13. Lattice-Boltzmann

For an implicit treatment of a solvent, ESPResSo can couple the molecular dynamics simulation to a lattice-Boltzmann fluid. The lattice-Boltzmann method (LBM) is a fast, lattice-based method that, in its “pure” form, allows to calculate fluid flow in different boundary conditions of arbitrarily complex geometries. Coupled to molecular dynamics, it allows for the computationally efficient inclusion of hydrodynamic interactions into the simulation. The focus of the ESPResSo implementation of the LBM is, of course, the coupling to MD and therefore available geometries and boundary conditions are somewhat limited in comparison to “pure” LB codes.

Here we restrict the documentation to the interface. For a more detailed description of the method, please refer to the literature.

Note

Please cite Godenschwager et al. [2013] and Bauer et al. [2021] (BibTeX keys godenschwager13a and bauer21a in doc/bibliography.bib) if you use the LB fluid. When generating your own kernels with pystencils and lbmpy, please also cite Bauer et al. [2019] and Bauer et al. [2021] (BibTeX key bauer19a resp. bauer21b in doc/bibliography.bib).

Note

Requires external feature WALBERLA, enabled with the CMake option -D ESPRESSO_BUILD_WITH_WALBERLA=ON.

13.1. Setting up a LB fluid

The following minimal example illustrates how to use the LBM in ESPResSo:

import espressomd
import espressomd.lb
system = espressomd.System(box_l=[10, 20, 30])
system.time_step = 0.01
system.cell_system.skin = 0.4
lbf = espressomd.lb.LBFluidWalberla(agrid=1.0, density=1.0, kinematic_viscosity=1.0, tau=0.01)
system.lb = lbf
system.integrator.run(100)

To use the GPU-accelerated variant, replace line 6 in the example above by:

lbf = espressomd.lb.LBFluidWalberlaGPU(agrid=1.0, density=1.0, kinematic_viscosity=1.0, tau=0.01)

Note

Feature CUDA required for the GPU-accelerated variant

To use the (much faster) GPU implementation of the LBM, use LBFluidWalberlaGPU in place of LBFluidWalberla. Please note that the GPU implementation uses single precision floating point operations. This decreases the accuracy of calculations compared to the CPU implementation. In particular, due to rounding errors, the fluid density decreases over time, when external forces, coupling to particles, or thermalization is used. The loss of density is on the order of \(10^{-12}\) per time step.

The command initializes the fluid with a given set of parameters. It is also possible to change parameters on the fly, but this will only rarely be done in practice. Before being able to use the LBM, it is necessary to set up a box of a desired size. The parameter is used to set the lattice constant of the fluid, so the size of the box in every direction must be a multiple of agrid.
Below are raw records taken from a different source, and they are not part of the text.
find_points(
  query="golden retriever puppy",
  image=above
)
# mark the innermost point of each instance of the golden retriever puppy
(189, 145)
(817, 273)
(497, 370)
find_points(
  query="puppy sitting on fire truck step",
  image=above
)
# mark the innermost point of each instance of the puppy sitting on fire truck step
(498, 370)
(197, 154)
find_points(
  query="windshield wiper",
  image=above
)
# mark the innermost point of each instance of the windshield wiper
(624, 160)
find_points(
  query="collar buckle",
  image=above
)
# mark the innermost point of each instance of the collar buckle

In the following, we discuss the parameters that can be supplied to the LBM in ESPResSo. The detailed interface definition is available at LBFluidWalberla.

The LB scheme and the MD scheme are not synchronized: In one LB time step typically several MD steps are performed. This allows to speed up the simulations and is adjusted with the parameter tau, the LB time step. The parameters density and kinematic_viscosity set up the density and kinematic viscosity of the LB fluid in (usual) MD units. Internally the LB implementation works with a different set of units: all lengths are expressed in agrid, all times in tau and so on. LB nodes are located at 0.5, 1.5, 2.5, etc. (in terms of agrid). This has important implications for the location of hydrodynamic boundaries which are generally considered to be halfway between two nodes for flat, axis-aligned walls. For more complex boundary geometries, the hydrodynamic boundary location deviates from this midpoint and the deviation decays to first order in agrid. The LBM should not be used as a black box, but only after a careful check of all parameters that were applied.
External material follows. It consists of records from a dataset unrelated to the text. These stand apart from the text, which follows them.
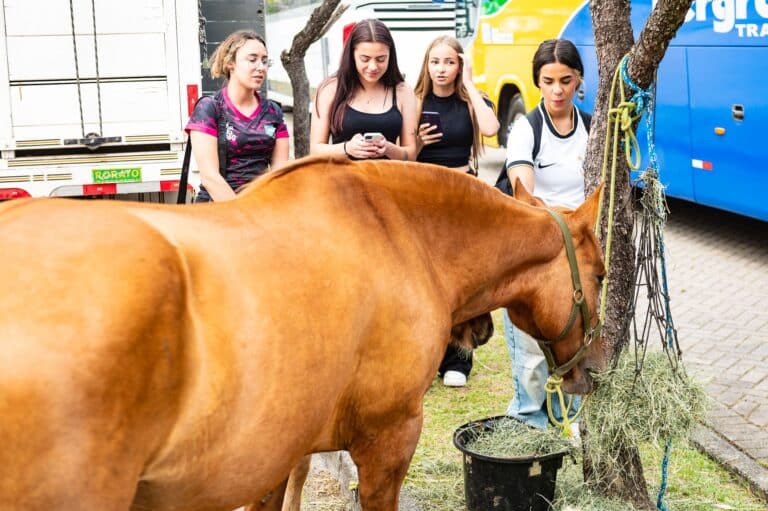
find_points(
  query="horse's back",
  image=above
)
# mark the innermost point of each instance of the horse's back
(90, 358)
In the following, we describe a number of optional parameters. Thermalization of the fluid (and particle coupling later on) can be activated by providing a non-zero value for the parameter kT. Then, a seed has to be provided for the fluid thermalization:

lb = espressomd.lb.LBFluidWalberla(kT=1.0, seed=134, ...)

The parameter ext_force_density takes a three dimensional vector as an array_like of float, representing a homogeneous external body force density in MD units to be applied to the fluid.
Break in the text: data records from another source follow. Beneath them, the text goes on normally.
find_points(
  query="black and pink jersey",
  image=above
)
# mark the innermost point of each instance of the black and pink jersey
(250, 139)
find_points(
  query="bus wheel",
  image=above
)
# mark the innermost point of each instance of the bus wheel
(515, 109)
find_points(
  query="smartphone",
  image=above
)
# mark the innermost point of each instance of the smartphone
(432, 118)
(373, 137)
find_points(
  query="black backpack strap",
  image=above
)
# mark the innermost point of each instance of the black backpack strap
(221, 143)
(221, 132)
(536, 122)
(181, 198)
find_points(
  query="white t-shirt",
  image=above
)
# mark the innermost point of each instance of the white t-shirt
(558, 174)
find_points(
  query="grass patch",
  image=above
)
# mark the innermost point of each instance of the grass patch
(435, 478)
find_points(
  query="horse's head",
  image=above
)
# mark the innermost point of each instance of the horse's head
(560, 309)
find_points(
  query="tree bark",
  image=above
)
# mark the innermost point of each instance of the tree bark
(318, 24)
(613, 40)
Before running a simulation at least the following parameters must be set up: agrid, tau, kinematic_viscosity, density.

To detach the LBM solver, use this syntax:

system.lb = None

13.1.1. Performance considerations

The CPU implementation of the LB has an extra flag single_precision to use single-precision floating point values. These are approximately 10% faster than double-precision, at the cost of a small loss in precision.

To enable vectorization, run cmake . -D ESPRESSO_BUILD_WITH_WALBERLA_AVX=ON. The SIMD kernels have better performance over the regular kernels, because they carry out the mathematical operations in batches of 4 values at a time (in double-precision mode) or 8 values at a time (in single-precision mode) along the x-axis. An AVX2-capable microprocessor is required; to check if your hardware supports it, run the following command:

lscpu | grep avx2

13.2. Checkpointing

lb.save_checkpoint(path, binary)
lb.load_checkpoint(path, binary)

The first command saves all of the LB fluid nodes’ populations to an ASCII (binary=False) or binary (binary=True) format respectively. The second command loads the LB fluid nodes’ populations. In both cases path specifies the location of the checkpoint file. This is useful for restarting a simulation either on the same machine or a different machine. Some care should be taken when using the binary format as the format of doubles can depend on both the computer being used as well as the compiler. One thing that one needs to be aware of is that loading the checkpoint also requires the user to reuse the old forces. This is necessary since the coupling force between the particles and the fluid has already been applied to the fluid. Failing to reuse the old forces breaks momentum conservation, which is in general a problem. It is particularly problematic for bulk simulations as the system as a whole acquires a drift of the center of mass, causing errors in the calculation of velocities and diffusion coefficients. The correct way to restart an LB simulation is to first load in the particles with the correct forces, and use:

system.integrator.run(steps=number_of_steps, reuse_forces=True)

upon the first call integrator.run. This causes the old forces to be reused and thus conserves momentum.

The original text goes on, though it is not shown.